Venue: Karnataka Institute of
Endocrinology and Research (KIER), Bengaluru
Blue Circle Diabetes Foundation, India’s largest
patient-led diabetes organisation and a registered non-profit in collaboration
with Karnataka Institute of Endocrinology and Research (KIER), organised Care for Vision: Retinal Health in Diabetes,
a multi-stakeholder workshop focused on raising awareness, encouraging early
detection, and improving management of diabetic eye complications. The event
brought together people with lived experience of diabetes, leading
ophthalmologists, physicians, public health experts, and government
representatives under one roof.
Key highlights from the
event:
●
Unique, interactive multilingual workshop conducted in
Kannada & English with a panel featuring ophthalmologists, vitroretinal
specialists, endocrinologists & people living with diabetes.
● Early detection &
management: Speakers discussed how high glucose increases risk for retinopathy
and highlighted the need for regular eye screening and glycemic control.

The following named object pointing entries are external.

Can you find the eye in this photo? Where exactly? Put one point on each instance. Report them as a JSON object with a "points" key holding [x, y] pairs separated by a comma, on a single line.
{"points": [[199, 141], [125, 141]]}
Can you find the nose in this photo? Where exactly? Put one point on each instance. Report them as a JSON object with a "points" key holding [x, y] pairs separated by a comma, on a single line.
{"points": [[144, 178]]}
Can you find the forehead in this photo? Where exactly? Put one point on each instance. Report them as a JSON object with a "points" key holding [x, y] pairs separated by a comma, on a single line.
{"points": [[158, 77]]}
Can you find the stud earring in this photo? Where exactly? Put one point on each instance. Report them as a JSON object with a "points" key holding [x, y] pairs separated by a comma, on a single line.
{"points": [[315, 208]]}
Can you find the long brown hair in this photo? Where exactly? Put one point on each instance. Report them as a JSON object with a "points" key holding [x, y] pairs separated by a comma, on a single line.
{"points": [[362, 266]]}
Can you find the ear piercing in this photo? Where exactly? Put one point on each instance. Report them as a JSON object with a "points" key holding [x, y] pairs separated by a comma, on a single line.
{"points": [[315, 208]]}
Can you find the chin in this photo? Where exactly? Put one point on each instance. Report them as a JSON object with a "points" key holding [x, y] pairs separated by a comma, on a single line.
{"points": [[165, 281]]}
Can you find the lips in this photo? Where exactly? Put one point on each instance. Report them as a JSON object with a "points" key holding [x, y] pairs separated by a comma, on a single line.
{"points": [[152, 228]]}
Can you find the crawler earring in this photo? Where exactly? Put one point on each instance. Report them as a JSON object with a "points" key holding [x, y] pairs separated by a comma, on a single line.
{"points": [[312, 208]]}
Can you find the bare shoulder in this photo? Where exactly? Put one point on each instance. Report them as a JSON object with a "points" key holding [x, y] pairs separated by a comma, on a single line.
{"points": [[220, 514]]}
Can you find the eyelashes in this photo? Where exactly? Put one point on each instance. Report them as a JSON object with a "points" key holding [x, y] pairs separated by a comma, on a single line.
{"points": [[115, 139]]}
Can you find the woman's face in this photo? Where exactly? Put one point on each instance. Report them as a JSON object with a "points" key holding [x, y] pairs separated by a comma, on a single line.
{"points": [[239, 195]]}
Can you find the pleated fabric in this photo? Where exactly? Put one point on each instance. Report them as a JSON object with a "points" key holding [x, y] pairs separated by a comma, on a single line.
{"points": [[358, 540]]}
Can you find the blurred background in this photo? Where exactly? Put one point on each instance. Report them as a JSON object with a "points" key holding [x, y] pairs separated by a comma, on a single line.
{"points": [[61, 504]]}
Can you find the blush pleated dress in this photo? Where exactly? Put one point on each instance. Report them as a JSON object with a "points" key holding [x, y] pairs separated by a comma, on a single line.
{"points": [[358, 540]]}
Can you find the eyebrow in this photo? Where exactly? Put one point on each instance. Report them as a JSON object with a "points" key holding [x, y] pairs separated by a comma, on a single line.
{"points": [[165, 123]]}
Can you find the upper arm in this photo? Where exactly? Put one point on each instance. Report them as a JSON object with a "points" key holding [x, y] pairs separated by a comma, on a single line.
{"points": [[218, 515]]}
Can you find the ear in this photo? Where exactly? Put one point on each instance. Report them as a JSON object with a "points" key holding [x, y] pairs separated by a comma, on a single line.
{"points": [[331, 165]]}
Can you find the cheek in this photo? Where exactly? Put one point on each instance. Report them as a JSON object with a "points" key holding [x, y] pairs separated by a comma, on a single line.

Shakeer, a patient advocate, shared his lived experience of retinopathy.
● Advances & access: The
panel also explored diagnostics like OCT, intravitreal injections, green laser
treatment, and therapies that can stabilise or reverse damage when combined
with timely care and affordability as highlighted by Dr Dinesh (Associate Prof,
Dept of Vitro Retina, KIER), Dr Thirumalesh (Senior Consultant, Narayana
Nethralaya) & others.
● Call for
advocacy: All panelists agreed on the urgent need for greater awareness and
stronger advocacy by patient organisations to complement medical efforts and
ensure wider impact.
Although unable to attend in person, Dr. Chandrika,
Deputy Director for Family Welfare, Department of Health, shared her support.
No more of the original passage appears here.